The United States Supreme Court issued its decision in Roper v. Simmons (March 1, 2005). The Court held, in a 5-4 ruling, that the Eighth and Fourteenth Amendments forbid imposition of the death penalty on offenders who were under the age of 18 when their crimes were committed.
Justice Kennedy writes (excerpt):
It is difficult even for expert psychologists to differentiate between the juvenile offender whose crime reflects unfortunate yet transient immaturity, and the rare juvenile offender whose crime reflects irreparable corruption. See Steinberg & Scott 1014-1016. As we understand it, this difficulty underlies the rule forbidding psychiatrists from diagnosing any patient under 18 as having antisocial personality disorder, a disorder also referred to as psychopathy or sociopathy, and which is characterized by callousness, cynicism, and contempt for the feelings, rights, and suffering of others.

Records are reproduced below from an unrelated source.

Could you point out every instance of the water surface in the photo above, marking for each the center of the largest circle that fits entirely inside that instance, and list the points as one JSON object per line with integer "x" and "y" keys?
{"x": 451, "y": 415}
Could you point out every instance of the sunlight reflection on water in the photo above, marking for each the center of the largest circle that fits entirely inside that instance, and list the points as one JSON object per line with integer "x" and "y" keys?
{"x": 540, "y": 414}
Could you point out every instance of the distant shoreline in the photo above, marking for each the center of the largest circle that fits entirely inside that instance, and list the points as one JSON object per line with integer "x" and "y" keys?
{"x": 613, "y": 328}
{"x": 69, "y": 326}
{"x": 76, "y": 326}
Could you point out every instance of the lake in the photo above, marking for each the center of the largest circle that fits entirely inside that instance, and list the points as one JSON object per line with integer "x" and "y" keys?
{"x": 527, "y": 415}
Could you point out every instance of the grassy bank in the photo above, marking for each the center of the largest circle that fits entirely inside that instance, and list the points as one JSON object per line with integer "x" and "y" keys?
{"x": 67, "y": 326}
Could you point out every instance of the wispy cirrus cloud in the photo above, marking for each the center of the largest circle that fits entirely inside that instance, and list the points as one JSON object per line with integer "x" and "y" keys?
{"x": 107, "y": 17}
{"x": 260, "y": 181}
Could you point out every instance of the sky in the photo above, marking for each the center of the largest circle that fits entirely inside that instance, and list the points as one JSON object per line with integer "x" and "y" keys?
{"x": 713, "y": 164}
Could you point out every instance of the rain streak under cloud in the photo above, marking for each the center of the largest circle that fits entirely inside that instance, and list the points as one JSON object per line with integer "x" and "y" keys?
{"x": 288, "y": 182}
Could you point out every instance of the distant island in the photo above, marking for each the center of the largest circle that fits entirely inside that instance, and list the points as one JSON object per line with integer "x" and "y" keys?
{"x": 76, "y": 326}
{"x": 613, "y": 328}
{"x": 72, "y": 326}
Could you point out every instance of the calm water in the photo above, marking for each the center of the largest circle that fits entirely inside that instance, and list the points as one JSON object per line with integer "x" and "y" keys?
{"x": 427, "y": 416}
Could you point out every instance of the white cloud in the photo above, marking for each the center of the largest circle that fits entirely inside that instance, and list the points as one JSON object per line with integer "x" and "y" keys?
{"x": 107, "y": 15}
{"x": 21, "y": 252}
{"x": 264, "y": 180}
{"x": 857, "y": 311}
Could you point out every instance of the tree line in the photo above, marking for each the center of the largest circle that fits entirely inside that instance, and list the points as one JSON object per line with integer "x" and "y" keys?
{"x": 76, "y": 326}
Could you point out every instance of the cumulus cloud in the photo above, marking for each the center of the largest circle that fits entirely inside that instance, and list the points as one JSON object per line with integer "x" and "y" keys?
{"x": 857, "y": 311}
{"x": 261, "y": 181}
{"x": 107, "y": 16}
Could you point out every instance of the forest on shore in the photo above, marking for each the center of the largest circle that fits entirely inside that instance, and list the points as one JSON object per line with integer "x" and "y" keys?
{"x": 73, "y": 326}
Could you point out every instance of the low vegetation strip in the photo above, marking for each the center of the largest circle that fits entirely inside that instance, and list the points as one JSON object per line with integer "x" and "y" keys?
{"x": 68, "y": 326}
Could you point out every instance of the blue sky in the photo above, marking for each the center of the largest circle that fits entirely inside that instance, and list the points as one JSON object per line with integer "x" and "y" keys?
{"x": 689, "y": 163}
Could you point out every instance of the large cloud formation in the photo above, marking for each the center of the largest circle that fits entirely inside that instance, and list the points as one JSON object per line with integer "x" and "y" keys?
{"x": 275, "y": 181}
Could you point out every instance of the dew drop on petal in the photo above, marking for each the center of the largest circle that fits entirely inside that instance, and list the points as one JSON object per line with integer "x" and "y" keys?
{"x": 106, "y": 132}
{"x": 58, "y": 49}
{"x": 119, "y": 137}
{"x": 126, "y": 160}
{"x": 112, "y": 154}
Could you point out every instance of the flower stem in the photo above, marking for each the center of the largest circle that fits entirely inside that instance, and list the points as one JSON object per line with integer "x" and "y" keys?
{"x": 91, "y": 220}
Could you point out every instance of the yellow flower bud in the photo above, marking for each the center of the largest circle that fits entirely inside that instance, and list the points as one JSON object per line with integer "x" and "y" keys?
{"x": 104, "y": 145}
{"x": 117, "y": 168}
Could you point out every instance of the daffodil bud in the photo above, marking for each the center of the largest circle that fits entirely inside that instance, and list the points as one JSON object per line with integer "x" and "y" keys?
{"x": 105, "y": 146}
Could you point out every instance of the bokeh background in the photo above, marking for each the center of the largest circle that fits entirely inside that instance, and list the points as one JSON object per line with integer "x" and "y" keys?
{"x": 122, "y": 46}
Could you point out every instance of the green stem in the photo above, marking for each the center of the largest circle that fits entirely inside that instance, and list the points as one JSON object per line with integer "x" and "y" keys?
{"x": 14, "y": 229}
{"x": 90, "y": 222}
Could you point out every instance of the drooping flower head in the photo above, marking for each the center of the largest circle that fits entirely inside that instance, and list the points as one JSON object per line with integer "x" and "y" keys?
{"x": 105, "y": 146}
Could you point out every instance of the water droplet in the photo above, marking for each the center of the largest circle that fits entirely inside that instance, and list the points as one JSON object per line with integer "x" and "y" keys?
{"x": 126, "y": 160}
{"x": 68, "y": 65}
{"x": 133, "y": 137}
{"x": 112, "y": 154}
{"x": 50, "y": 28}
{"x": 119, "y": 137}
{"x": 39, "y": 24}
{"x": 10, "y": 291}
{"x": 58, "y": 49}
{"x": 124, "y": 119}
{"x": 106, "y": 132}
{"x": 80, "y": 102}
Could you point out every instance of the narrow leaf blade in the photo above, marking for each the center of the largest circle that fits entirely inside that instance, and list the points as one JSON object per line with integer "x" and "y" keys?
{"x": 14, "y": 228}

American Psychiatric Association, Diagnostic and Statistical Manual of Mental Disorders 701-706 (4th ed. text rev. 2000); see also Steinberg & Scott 1015. If trained psychiatrists with the advantage of clinical testing and observation refrain, despite diagnostic expertise, from assessing any juvenile under 18 as having antisocial personality disorder, we conclude that States should refrain from asking jurors to issue a far graver condemnation–that a juvenile offender merits the death penalty. When a juvenile offender commits a heinous crime, the State can exact forfeiture of some of the most basic liberties, but the State cannot extinguish his life and his potential to attain a mature understanding of his own humanity.